CONTO: "O Capricho de César" (VIII)

Saindo do Teatro, com as mãos amarradas atrás das costas, Caius e Quintus foram conduzidos através do Fórum pelos três pretorianos que os escoltavam. Dada a hora tardia – o sol encontrava já o seu ocaso -, não houve muita gente que assistisse à cena. Ainda assim, um ou dois curiosos que por ali circulavam não se coibiram de tecer algumas considerações. Um deles, um velhote com ar encarquilhado que aparentava ser banqueiro, a avaliar pelos rolos de papiros com números e registos contabilísticos que carregava entre os braços, desabafou:

- Mais dois equites(*) que César manda prender… Nós, cavaleiros, somos um alvo a abater para César!

Ouvindo este comentário, Caius dirigiu-lhe um olhar que não escondia um certo pânico. Que seria feito deles? Calígula era imprevisível. Poupar-lhes-ia a vida? Ou, pelo contrário, reservar-lhes-ia algum suplício atroz e desumano?

Os prisioneiros foram conduzidos até ao Palatino, onde se encontrava a Domus Tiberina, o palácio habitado pelos Césares. A residência imperial era um enorme complexo de edifícios, que compreendia os aposentos da primeira família de Roma e dos seus muitos servidores, bem como um pequeno aquartelamento de pretorianos encarregues de zelar pela segurança do Princeps. Caius e Quintus foram levados para este aquartelamento, situado nas traseiras do palácio, onde os enfiaram numa pequena cela húmida e escura.

Envoltos na penumbra, Caius e Quintus sentaram-se no frio chão lajeado, ainda com as mãos amarradas por trás das costas. O silêncio impôs-se entre os dois infelizes, quase tão denso como a escuridão que os envolvia. Caius apenas conseguia vislumbrar a silhueta do amigo.

Após alguns segundos, Quintus começou a chorar. O homem estava desesperado.

- Que será de nós? – perguntava Quintus insistentemente, entrecortando a fala com copiosas lágrimas.

- Calma. Ainda estamos vivos… ainda há esperança. – respondeu Caius, procurando esconder o seu próprio terror.

- O Princeps é louco... ainda recentemente me contaram histórias arrepiantes sobre ele...

- Por exemplo? - perguntou Caius, curioso.

- Por exemplo, esta: ele foi convidado para um casamento do filho de um consular. Gente da mais ilustre sociedade, portanto...

- Tal como o próprio Calígula... - interrompeu Caius, procurando cortar aquele ambiente de medo e ansiedade.

- Sim, tal como Calígula, gente da mais alta aristocracia. O imperador aceitou o convite com muito gosto, foi à boda e sentou-se na mesa dos noivos, mesmo em frente do jovem casal... E foi então que...

- Fez um brinde à felicidade dos noivos? - perguntou Caius, irónico.

- Não... numa altura em que o noivo, feliz da vida e orgulhoso da presença de César na boda, apertava a esposa contra si, o imperador olhou para ele muito sério e disse: "Tenha cuidado, não aperte tanto a minha esposa"...

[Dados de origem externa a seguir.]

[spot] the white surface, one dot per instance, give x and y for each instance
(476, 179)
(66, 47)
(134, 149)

Ouvindo isto, Caius não conseguiu reprimir o riso; apenas alguém com um sentido de humor muito apurado, embora cruel, se poderia lembrar de dizer uma coisa daquelas em pleno banquete nupcial. E Quintus acrescentou:

- De seguida, o malvado pegou na noiva e levou-a para casa! Imaginas certamente o escândalo que foi...

(Continua)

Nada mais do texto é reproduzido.